Distance does not really matter when looking for my second half. The proof is the behaviour of the males jerk (Calidris melanotos), annually flying thousands of miles to mate with a greater number of females.
This follows from the results of the study, which was published this week in the journal Nature, describing the unusual behavior of migratory birds.
The authors of the study — Bart Kempenaers (Bart Kempenaers) and Valcu Mihai (Mihai Valcu), researchers of the Institute of Ornithology max Planck (Germany), with monitoring more than a hundred males of dalisha, who each season visit up to 24 different mating places, and this means an average travel distance of 3 thousand kilometers in just four weeks.
“Some males even get to areas located East and West of the known breeding sites,” said Kempenaers in an interview with El Mundo. One of the birds particularly surprised researchers by flying per month 13 thousand kilometers. Although the behavior of ducasa is investigated for the first time, scientists believe that it may be the same as in other species of birds where the males are not engaged in the feeding of the offspring, and seek first to mate with as many females. In any case, “the huge size of the territory, which examined males, is a characteristic feature of dalisa”.

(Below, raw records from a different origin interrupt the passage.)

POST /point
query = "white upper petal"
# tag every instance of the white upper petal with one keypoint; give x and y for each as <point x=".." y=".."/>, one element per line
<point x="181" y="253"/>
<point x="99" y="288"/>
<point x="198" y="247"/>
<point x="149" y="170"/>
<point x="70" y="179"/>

According to a researcher from the max Planck Institute, study of the behavior of this species is important for the theory of sexual selection and evolution. “As a result of such behavior is highly unlikely the emergence of genetically distinct populations”, says Kempenaers. In monogamous societies, the emergence of subspecies opens up the possibility of evolution to a different kind that is almost impossible in dalysa.
“Short and not very romantic” date
Studies also indicate that coming North with winter sport destinations in the Western hemisphere (Oceania and South America), males do not move in the direction of specific areas, but rather are in free search. Habitat breeding dutya includes all of Siberia and the Arctic coast of Russia and Alaska and Northern Canada.

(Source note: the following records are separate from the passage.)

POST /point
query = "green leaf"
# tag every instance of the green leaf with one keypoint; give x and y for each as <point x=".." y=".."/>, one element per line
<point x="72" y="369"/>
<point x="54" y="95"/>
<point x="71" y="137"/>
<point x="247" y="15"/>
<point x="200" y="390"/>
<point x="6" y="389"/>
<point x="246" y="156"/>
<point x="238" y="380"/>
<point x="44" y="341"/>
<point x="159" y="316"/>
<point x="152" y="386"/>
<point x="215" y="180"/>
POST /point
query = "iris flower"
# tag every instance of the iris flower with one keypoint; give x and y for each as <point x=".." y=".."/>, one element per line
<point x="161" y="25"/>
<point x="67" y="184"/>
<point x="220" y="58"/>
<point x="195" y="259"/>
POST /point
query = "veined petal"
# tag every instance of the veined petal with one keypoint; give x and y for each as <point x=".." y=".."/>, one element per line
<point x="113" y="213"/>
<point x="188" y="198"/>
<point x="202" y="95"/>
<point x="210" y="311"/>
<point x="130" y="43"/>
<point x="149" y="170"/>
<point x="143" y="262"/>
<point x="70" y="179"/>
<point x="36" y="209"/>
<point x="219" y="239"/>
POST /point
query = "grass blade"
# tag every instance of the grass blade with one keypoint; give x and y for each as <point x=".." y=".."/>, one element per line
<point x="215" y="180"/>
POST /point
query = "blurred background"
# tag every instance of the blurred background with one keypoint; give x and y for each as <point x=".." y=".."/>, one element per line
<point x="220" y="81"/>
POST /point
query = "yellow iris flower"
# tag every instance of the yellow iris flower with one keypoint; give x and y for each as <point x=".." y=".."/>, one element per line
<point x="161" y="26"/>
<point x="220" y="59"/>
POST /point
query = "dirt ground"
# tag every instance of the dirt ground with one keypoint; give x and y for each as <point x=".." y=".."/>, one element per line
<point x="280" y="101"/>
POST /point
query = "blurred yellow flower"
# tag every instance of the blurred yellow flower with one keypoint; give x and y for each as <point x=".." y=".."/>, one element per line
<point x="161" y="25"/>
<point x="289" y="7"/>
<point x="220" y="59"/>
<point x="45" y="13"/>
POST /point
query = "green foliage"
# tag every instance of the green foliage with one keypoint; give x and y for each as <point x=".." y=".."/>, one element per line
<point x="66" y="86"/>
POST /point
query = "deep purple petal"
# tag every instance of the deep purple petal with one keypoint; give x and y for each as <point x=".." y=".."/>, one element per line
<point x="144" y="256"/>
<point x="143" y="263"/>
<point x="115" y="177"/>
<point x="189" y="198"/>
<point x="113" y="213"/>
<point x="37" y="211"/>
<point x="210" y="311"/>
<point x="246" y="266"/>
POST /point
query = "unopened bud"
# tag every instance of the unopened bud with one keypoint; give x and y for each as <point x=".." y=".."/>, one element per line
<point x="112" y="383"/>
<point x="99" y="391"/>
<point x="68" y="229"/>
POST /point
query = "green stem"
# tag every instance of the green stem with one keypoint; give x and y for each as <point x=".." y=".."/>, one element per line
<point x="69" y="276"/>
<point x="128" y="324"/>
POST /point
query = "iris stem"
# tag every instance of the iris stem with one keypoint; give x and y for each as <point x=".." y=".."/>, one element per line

Males strive to mate with as many females to leave the maximum numerous offspring. The duration of their stay in places of mating depends on the number of there are females capable of laying eggs. This allows them to breed in many locations for only one mating season. “The males left females immediately after mating, not providing them with any assistance in feeding the offspring. Contacts between males and females are reduced to short and not very romantic to Dating,” explains Kempenaar.

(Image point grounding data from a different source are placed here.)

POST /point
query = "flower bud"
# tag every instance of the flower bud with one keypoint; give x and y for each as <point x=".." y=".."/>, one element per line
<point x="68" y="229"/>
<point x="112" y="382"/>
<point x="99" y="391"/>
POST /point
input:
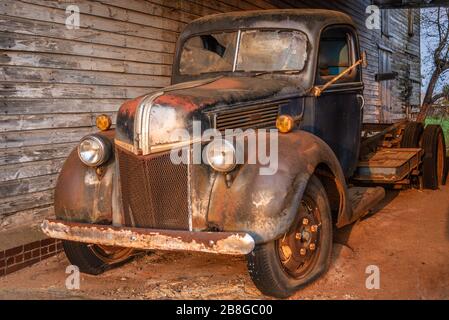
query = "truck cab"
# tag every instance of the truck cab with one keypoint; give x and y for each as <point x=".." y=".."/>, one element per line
<point x="179" y="171"/>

Explaining such behavior, ornithologists point to stiff competition among the males. “Being in the same area, most of them will not be able to achieve even one pairing”. In addition, the abundance of food during the Arctic summer allows them to easily restore power for long flights. “This is a bird capable of long flights — explain the researchers — they can easily leave the place where they failed to pick up a couple to try his luck somewhere else.”
Win those who have little sleep
The research indicated, in the result of natural selection, the most enduring males that can cover long distances and little sleep, it is possible to mate with the largest number of females.
The behavior of this species of birds during the mating period is not the first time surprises scientists. In 2012, the journal Science published an article which asserted that datisi able to maintain high neural activity throughout the breeding season despite a significant reduction in sleep time.
Based on these results the authors be suggested that some animals are able to develop the ability of forgoing sleep in certain biological situations. These results contradict the assertion that lack of sleep leads to a decrease of neural activity and loss of vitality.
The study of the behavior of dutya also led the scientific staff of the max Planck Institute to the assumption that sleep is a fundamental function and is merely a way of saving energy when there is no need to carry out other activities.